Every app developer or publisher has a different way of recognizing the white whales among their install base, but these are the most common criteria:
- Retention: Are they still using the app on Day 1, 7, 30? You can set the timeline to whatever measurement makes sense for your app.
- In-app purchases: Did they buy something? This is sometimes measured as a gross dollar amount or a specific number of transactions.
- Subscription or utilization: Did the user perform an action indicating engagement? For example, did they stream a show? Have they completed several levels of your game? Did they use your wayfinding?
Finding these white whales requires testing and optimization, plus a whole lot of collaboration with your performance advertising partner.
Step 1: Cast a wide net and test every source.
In this case, a “source” can be any mobile site or app. The idea is to test your ad on different kinds of sources across multiple categories—games, retail, entertainment, utility apps, etc. Then look at the data and see which sources deliver the the most installs, and which sources deliver the highest lifetime-value installs (those white whales again).
We recommend letting the campaign run for at least two weeks, collecting data all the while. Giving it a couple of weeks allows for different usage and spending patterns on various apps, so you have enough data to provide an accurate picture of performance—and can make sound decisions moving forward.
Step 2: Fish where the fishing’s good.
By analyzing the data, you can identify the best-performing apps in terms of installs and high-value users. Focus your campaign spending there. Work with your platform partner—the more you collaborate and share information, the more they can help you.
For example, let’s say we are running an install ad in an entertainment app and 100 people download the app we’re advertising. Eighty of those people go on to spend money in our app—victory! This tells us that we want to focus more spend on this newly identified white whale entertainment app. At the same time, we might find that a utility app delivers 100 installs as well, but only three of them make in-app purchases. So we may avoid running ads on this particular utility app in the future. (But maybe not—more on that in a moment.)
Step 3: Repeat
Keep monitoring the data to see how performance shifts across the traffic. Things can change seasonally. For example, a sports app might see a lot more traffic and spending during the playoffs. Keep your eye on the sources delivering your best users, as well as your overall ROI. (In this case, ROI refers to how much you’re spending on acquisition vs. the user’s spend on and within your app.)

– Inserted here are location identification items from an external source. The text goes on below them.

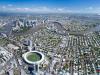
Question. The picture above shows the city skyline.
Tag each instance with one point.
(50, 6)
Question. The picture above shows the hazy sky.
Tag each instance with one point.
(50, 6)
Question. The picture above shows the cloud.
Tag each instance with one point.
(44, 9)
(10, 5)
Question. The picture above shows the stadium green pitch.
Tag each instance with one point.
(34, 57)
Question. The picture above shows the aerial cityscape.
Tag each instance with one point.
(49, 37)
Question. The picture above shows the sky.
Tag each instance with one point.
(50, 6)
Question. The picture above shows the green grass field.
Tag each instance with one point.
(33, 57)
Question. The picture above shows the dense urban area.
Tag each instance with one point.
(60, 44)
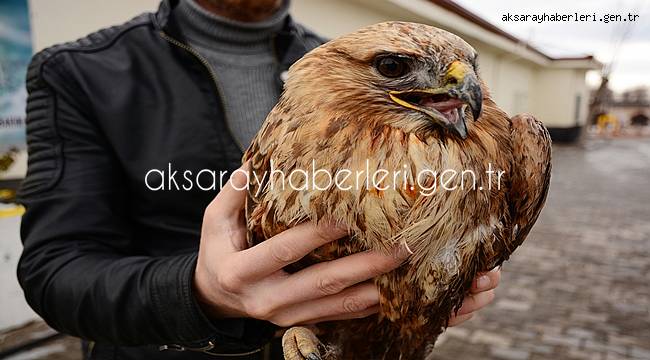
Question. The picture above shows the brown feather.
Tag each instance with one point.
(336, 112)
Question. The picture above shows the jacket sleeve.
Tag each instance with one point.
(77, 268)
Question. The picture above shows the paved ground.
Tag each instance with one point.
(579, 287)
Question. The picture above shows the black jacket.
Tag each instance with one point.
(105, 258)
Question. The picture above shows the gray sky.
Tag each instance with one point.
(632, 65)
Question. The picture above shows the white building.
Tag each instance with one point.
(521, 78)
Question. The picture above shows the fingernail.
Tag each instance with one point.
(483, 282)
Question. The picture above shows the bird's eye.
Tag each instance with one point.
(391, 66)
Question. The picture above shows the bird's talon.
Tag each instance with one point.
(299, 343)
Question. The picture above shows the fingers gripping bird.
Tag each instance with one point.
(390, 96)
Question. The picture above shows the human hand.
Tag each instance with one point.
(481, 295)
(232, 280)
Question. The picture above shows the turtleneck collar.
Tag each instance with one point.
(220, 33)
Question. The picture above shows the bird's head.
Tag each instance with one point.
(410, 76)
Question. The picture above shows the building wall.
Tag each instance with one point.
(508, 79)
(517, 84)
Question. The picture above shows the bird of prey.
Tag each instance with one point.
(397, 96)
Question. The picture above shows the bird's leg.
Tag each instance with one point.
(299, 343)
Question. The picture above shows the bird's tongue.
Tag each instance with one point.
(442, 106)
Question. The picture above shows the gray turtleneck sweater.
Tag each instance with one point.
(241, 56)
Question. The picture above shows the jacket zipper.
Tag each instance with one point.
(213, 76)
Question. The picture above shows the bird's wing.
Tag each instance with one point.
(531, 175)
(259, 215)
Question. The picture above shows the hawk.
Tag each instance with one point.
(397, 96)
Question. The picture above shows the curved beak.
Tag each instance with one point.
(446, 105)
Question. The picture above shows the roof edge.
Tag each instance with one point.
(466, 14)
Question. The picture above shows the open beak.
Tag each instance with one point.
(446, 105)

It’s really that simple. It takes patience and collaboration, but steady stewardship can maximize the results of your mobile performance campaign(s).
Here are few additional tips and best practices we’ve learned from our experience with performance campaigns:
- Develop an ongoing schedule for monitoring and optimization. (We recommend weekly.)

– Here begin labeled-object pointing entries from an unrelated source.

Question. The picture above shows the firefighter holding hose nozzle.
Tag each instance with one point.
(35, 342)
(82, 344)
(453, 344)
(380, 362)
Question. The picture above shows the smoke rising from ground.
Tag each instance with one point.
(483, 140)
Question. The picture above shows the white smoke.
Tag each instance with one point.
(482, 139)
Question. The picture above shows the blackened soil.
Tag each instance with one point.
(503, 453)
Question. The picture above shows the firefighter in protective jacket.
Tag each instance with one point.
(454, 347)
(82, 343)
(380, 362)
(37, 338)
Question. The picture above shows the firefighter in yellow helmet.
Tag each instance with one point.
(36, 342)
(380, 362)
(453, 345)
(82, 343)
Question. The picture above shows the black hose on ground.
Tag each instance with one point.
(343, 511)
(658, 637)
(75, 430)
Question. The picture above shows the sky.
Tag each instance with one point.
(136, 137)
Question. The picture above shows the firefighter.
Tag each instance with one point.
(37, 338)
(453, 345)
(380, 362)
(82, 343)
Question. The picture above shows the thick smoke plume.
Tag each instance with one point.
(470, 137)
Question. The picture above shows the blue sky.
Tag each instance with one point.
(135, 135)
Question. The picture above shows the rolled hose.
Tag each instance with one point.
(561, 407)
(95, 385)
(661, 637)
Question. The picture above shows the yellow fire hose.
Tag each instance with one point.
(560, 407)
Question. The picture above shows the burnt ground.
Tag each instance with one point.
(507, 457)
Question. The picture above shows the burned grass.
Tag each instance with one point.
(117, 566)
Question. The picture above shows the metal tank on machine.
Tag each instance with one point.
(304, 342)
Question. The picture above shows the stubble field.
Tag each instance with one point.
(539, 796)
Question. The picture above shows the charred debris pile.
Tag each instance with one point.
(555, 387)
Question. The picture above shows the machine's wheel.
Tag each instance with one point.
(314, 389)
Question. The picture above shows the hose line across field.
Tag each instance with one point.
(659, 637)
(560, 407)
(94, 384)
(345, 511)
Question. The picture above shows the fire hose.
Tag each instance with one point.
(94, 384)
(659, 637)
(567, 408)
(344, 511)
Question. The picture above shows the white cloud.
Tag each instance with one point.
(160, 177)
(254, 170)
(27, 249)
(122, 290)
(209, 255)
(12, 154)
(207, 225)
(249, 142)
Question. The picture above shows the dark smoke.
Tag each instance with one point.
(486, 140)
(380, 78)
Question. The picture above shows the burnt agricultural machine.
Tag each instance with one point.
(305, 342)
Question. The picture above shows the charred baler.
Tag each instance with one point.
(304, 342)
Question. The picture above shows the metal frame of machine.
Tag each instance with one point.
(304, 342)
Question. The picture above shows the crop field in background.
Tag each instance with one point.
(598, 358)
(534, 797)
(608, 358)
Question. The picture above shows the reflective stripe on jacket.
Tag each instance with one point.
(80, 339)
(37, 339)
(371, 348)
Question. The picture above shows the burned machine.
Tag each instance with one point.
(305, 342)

- As you optimize, split up your campaign and try some whitelisting. A “whitelist” is a list of your very best source apps and mobile websites. Explore opportunities to maximize the value of each source on this list. For example, you might increase the frequency of your ads on these sources. This may increase your cost per install, but if that spend is delivering the highest value users at a higher volume, it’s surely worth it!
- While you’re whitelisting, keep up your presence on the rest of the traffic. Monitor this “run of network” group for any changes or performance improvements, looking for sources that suddenly start to deliver for you. Things can and do change, and platforms are always adding new sources. This practice helps you avoid over-saturating the whitelist apps, spreads your risk, and keeps you open to fresh opportunities.
- Refresh your ad creative monthly to help avoid saturation.
- Don’t be afraid to pause your campaign on certain sources if the data shows that performance is falling off.
- Don’t assume anything. Just because a streaming app campaign worked really well on one source, don’t assume that another streaming app campaign will have the same results, or that you can “set it and forget it.” You must continually look at the data. (Let’s say that again: Look. At. The. Data.) This is the “maybe not” we mentioned in Step 2—you have to keep testing sources to find where the most value is.
- Look at your performance campaign like a well-run investment portfolio. You want a mix of different sources, and you should be constantly tweaking the mix to maximize your returns.